A number of people have asked me about my own ADHD so I thought I’d compile a list of ways it affects me on a daily basis!

– Struggling to focus on anything I don’t enjoy: School was okay most of the time as I LOVE learning (and lessons were only an hour), but put me in a boring meeting or on a boring phone call, and it’s almost physically painful to pay attention. 

– Daydreaming when I should be listening: This does tend to annoy people as I will zone out of conversations if I am not interested. I tend to find I only really pay attention if I can get really involved in the conversation, as listening without input for more than a few minutes is difficult for me (I found this in the classroom, too). 

– Impulsive actions and choices: I make decisions very quickly and often fail to think through the consequences. When I was at school, I was incredibly impulsive when starting a task and was often reprimanded for this. In my adult life, my impulsiveness has caused me a number of problems, but I can thank it for my business – I set this up in 2012 on impulse because I was bored!

– Crippling RSD: Criticism has been and always will be physically and mentally painful. It hurts so much when I am criticised by someone I care about and I cannot put it into words how it makes me feel inside. 

– The feeling of overwhelm: My emotions are so strong and I can quickly become overwhelmed by any emotion. If I am excited, I will feel like flying and if I am sad, I may cry so much I become dehydrated. I tend to get overwhelmed by tasks I feel I cannot do well such as reading maps, putting up flatpack furniture or solving algebraic equations!

– Oversharing everything: Linked to my impulsiveness, I tend to blurt out everything and am likely to tell a stranger my entire life story. I will then feel guilty for sharing my precious information and can easily become withdrawn – until I share it all again and the cycle continues!

– Having SO many hobbies and interests: I don’t stick at anything for very long, so I tend to be a ‘Jack of all trades, master of none’. Although I am always determined to stick to a hobby, it doesn’t take long before I get bored and start something new!

– Imposter syndrome: Even though my business is very successful, I still often feel like an imposter and struggle to recognise all that I have achieved. I do constantly question myself, but actually feel this has benefitted my business to some extent as I keep improving it. 

– Chronic perfectionism: When I was a child, I was chaotic and untidy, but my most useful (not necessarily the most healthy) coping mechanism is definitely perfectionism. I am incredibly tidy and punctual and people think I am organised, but under this mask, I am still a chaotic, untidy child. 

– Struggling with admin: When I got an admin job after school, I was sacked within two weeks due to my mood swings and disorganisation and I still struggle with most admin. My creative, wild brain finds the boring and repetitive tasks painful, although my perfectionism forces me to do them!

– Overthinking absolutely everything: I judge myself for pretty much everything I say and do, even though this usually causes me pain. For years, I have struggled with friendships and relationships because my overactive brain puts two and two together and gets five!

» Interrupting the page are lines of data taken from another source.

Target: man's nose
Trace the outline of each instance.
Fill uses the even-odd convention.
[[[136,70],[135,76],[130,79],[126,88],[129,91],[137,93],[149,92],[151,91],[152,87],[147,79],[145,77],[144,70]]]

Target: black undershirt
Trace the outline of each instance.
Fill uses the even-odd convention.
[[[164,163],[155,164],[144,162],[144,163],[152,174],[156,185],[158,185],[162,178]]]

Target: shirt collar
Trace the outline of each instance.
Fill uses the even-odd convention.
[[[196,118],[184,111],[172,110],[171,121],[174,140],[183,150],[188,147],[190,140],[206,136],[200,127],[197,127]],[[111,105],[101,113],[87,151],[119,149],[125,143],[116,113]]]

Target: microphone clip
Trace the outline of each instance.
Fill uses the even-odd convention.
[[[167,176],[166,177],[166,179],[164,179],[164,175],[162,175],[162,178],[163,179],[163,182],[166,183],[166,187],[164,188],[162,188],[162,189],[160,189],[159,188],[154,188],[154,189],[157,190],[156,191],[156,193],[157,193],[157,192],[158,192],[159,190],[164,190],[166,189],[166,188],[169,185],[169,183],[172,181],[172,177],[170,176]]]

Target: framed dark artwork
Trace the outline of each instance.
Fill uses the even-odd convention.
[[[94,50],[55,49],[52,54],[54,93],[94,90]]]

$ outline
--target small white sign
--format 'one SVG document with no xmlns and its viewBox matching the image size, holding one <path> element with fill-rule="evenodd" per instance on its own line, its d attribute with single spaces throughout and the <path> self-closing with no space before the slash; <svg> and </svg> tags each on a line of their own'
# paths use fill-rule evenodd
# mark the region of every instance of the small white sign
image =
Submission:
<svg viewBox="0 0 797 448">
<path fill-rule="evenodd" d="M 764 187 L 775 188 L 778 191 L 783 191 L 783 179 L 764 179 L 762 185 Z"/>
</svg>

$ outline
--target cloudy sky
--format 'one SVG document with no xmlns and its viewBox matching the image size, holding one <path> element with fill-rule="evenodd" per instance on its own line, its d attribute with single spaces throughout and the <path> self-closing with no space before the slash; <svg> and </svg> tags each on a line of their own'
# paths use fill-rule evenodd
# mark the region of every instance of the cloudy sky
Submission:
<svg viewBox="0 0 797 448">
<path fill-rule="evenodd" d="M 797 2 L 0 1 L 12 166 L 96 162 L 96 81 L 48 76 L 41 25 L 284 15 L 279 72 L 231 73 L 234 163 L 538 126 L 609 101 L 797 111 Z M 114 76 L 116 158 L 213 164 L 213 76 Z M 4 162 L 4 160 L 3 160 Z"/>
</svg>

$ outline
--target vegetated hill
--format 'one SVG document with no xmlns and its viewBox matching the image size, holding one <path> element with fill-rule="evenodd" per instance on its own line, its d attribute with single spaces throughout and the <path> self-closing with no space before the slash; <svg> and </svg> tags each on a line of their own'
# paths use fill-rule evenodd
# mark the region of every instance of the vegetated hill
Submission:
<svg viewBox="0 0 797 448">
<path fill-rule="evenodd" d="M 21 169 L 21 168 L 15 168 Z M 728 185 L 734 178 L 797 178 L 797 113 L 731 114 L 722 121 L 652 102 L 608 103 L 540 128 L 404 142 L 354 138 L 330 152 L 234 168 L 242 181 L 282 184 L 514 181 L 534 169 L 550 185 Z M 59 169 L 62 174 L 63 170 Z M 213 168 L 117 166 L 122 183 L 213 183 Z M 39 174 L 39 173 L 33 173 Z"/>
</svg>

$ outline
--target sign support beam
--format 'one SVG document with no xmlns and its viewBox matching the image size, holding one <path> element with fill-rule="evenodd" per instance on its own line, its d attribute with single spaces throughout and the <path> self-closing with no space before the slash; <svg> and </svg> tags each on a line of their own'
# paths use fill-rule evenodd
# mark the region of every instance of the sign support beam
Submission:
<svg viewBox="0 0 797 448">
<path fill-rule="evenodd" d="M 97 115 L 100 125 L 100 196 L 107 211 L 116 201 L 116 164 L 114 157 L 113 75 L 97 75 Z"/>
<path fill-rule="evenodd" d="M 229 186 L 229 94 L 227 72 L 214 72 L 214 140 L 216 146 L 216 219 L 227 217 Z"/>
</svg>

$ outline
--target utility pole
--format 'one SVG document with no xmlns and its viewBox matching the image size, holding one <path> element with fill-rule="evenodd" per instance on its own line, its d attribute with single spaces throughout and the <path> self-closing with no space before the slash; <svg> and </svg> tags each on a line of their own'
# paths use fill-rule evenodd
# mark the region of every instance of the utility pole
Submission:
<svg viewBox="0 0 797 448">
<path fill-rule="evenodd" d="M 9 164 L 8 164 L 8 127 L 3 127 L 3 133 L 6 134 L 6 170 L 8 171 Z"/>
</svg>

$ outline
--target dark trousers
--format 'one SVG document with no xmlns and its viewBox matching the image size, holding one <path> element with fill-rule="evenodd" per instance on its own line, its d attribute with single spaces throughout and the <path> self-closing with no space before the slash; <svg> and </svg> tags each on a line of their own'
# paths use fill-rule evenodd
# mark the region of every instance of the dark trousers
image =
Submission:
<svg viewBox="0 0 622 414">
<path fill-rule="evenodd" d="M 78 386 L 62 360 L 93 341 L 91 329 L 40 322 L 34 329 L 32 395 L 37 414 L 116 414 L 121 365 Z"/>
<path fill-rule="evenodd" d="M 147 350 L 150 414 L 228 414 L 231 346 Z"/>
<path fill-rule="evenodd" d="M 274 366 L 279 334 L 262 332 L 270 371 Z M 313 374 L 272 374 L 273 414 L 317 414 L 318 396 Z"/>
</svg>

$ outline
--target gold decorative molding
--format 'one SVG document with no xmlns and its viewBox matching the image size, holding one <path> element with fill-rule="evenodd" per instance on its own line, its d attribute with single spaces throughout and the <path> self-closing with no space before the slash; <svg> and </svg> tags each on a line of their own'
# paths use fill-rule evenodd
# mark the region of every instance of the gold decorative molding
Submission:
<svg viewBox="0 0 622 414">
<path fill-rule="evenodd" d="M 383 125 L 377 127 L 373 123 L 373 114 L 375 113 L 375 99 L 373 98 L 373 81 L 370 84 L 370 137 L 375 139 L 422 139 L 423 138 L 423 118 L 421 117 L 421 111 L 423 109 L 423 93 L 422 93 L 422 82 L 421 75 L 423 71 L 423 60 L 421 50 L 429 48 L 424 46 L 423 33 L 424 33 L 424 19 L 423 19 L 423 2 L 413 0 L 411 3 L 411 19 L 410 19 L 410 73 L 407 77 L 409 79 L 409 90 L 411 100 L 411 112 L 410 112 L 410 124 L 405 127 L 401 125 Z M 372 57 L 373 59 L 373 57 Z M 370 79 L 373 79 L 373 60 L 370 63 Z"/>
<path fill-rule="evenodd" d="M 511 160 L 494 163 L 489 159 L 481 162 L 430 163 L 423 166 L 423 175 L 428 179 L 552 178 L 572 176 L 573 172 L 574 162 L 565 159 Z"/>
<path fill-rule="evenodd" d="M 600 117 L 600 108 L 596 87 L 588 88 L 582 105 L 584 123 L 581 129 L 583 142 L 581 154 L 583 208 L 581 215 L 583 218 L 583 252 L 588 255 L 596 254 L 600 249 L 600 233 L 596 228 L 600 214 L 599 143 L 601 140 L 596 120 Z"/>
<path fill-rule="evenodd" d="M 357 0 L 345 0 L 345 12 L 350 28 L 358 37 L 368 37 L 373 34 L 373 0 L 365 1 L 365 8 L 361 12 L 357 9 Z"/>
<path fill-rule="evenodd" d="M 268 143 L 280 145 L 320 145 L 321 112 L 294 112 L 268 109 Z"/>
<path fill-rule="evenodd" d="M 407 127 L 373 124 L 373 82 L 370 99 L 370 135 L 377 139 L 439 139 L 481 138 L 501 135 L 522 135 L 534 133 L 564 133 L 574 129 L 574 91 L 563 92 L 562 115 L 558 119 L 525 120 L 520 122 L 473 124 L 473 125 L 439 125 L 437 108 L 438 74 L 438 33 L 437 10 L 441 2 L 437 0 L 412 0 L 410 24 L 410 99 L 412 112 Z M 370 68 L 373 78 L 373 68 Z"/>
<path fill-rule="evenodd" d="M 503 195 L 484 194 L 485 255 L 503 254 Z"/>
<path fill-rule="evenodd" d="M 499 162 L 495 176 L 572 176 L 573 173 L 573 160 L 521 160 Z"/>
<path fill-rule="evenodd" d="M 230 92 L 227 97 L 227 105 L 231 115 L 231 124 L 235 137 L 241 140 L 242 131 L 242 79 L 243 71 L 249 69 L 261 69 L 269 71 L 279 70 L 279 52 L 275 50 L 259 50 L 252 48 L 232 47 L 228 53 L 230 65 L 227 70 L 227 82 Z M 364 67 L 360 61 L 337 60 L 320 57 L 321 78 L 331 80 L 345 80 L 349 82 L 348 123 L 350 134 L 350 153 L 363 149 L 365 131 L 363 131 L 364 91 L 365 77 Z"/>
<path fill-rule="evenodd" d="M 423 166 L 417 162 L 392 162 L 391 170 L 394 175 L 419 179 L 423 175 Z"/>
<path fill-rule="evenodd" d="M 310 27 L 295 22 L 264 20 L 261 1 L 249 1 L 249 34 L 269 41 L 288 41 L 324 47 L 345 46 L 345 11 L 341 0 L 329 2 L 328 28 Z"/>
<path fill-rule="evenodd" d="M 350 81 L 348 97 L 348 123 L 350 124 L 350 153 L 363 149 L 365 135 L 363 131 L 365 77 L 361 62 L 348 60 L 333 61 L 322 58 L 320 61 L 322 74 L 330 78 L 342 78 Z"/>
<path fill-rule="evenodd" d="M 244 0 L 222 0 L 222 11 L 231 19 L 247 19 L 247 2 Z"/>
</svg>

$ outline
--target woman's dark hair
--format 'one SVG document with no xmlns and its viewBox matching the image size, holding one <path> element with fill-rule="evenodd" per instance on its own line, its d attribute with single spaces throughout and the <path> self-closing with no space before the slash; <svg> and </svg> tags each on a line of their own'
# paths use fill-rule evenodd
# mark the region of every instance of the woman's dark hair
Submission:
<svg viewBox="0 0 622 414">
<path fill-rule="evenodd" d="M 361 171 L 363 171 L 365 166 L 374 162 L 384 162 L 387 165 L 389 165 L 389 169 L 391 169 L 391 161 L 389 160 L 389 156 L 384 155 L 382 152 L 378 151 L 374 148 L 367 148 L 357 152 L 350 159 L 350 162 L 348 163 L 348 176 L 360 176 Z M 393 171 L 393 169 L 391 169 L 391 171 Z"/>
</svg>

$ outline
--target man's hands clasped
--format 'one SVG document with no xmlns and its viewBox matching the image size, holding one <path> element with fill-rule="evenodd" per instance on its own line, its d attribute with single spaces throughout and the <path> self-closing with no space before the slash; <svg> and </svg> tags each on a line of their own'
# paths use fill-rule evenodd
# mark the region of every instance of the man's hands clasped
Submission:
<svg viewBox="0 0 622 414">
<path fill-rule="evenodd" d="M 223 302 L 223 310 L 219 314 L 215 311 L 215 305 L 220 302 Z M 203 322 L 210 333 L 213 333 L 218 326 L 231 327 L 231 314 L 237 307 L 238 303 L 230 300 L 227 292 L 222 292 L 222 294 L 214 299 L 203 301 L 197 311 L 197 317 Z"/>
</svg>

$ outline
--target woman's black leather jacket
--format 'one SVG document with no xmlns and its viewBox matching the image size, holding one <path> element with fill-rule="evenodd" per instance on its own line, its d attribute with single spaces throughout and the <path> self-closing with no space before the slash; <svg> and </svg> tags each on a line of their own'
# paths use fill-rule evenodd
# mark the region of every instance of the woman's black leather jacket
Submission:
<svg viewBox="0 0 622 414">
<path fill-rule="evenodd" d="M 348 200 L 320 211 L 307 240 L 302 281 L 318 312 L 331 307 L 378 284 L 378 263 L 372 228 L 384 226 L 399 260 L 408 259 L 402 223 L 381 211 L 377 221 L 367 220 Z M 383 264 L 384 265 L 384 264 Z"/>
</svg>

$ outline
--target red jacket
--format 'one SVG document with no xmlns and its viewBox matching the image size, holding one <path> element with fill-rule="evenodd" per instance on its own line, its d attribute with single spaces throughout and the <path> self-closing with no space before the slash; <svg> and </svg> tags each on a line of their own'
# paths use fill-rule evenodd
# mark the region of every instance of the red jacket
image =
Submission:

– Being told I have no common sense: I got this all through my childhood and still get it in my adult life. I tend to tackle things in an illogical manner, am still unsure of my left and right (without prompts) and can be uncoordinated if nervous. 

– Being uncontrollably passionate: If I love something, I will dedicate my all to it and I struggle to push the off switch even when I know I am starting to get overwhelmed. My business, Bedford Tutor & Moonbow Coaching, is my life and I have never had any problems with focusing on this part of my life!

– Being loud and hyperactive: When I was younger, people thought I was on drugs and I still get asked questions about why I seem to have limitless energy. As I have grown older, I find my hyperactivity exists more in my brain and I can thank ADHD for much of my success in art and creative writing! 

– Getting awful anxiety: I have suffered with anxiety since I was a child and it’s definitely exacerbated by ADHD. If I am nervous, I may suffer panic attacks, although everyday situations don’t cause me anxiety like they used to – I have developed coping mechanisms to control this as I have got older.